# Senior Project



## thelonelyloner (Apr 24, 2009)

I have to present my senior project tomorrow. Oh God , I am terrible at public presentations. Anyone else have to present a Senior Project?


----------



## Watercoulour (Jul 24, 2011)

Not a senior project, but a group project for an AP Euro final. Standing infront of people and talking about the Holocaust. Least I got an interesting project, or else I'd die.

Also my teammates are morons. Yay me!


----------



## cybernaut (Jul 30, 2010)

Yep, had to do that 2 years ago. It was a nervous wreck..Those are things that I have to practice days ahead for. I actually had to do two senior project presentations: one infront of mt English class, and one infront of a panel of 3 judges.

I remember being so nervous/talking so fast, that one of the judges suggested that I get speech lessons on my feedback sheet. But other than that, I did well and was glad to get it over with. 

Anyway, good luck to you. I know it'll be a huge relief for you once it is over with.


----------



## KelsKels (Oct 4, 2011)

Yeah I had to do that last year. Its really not so bad, the judges arent strict at all. They let everyone pass. I was shaking and sped through the whole thing way too fast, but they gave me a good score.

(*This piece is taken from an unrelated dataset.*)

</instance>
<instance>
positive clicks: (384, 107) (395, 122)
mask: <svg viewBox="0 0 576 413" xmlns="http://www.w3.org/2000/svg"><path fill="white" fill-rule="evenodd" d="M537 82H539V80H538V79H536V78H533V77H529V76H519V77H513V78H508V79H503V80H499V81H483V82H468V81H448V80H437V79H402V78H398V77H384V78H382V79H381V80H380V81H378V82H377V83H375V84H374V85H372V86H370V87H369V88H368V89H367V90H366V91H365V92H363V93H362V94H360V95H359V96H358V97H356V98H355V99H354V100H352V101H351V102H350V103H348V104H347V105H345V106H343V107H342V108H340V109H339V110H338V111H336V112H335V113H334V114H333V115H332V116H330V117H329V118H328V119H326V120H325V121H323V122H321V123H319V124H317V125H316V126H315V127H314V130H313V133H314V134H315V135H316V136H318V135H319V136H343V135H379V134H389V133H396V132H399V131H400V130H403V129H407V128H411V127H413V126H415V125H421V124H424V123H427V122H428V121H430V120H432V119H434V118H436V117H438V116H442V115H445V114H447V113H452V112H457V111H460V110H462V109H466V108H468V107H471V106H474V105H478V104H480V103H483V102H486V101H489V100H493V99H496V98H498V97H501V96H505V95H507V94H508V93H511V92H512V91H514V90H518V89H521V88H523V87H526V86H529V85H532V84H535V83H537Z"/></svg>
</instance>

Try not to stress too much


----------



## KettleCorn (May 6, 2012)

I'll have to do this next year.

How did it go?


----------



## Barren Wuffet (May 22, 2012)

I had to do it my senior year. They even filmed some to put on the local news. Luckily, I wasn't on TV .


----------



## maybutterfly16 (Mar 16, 2012)

Nope, the school board canceled the senior project for my class! ^_^ Sorry that you had to do it though. It must suck :/


----------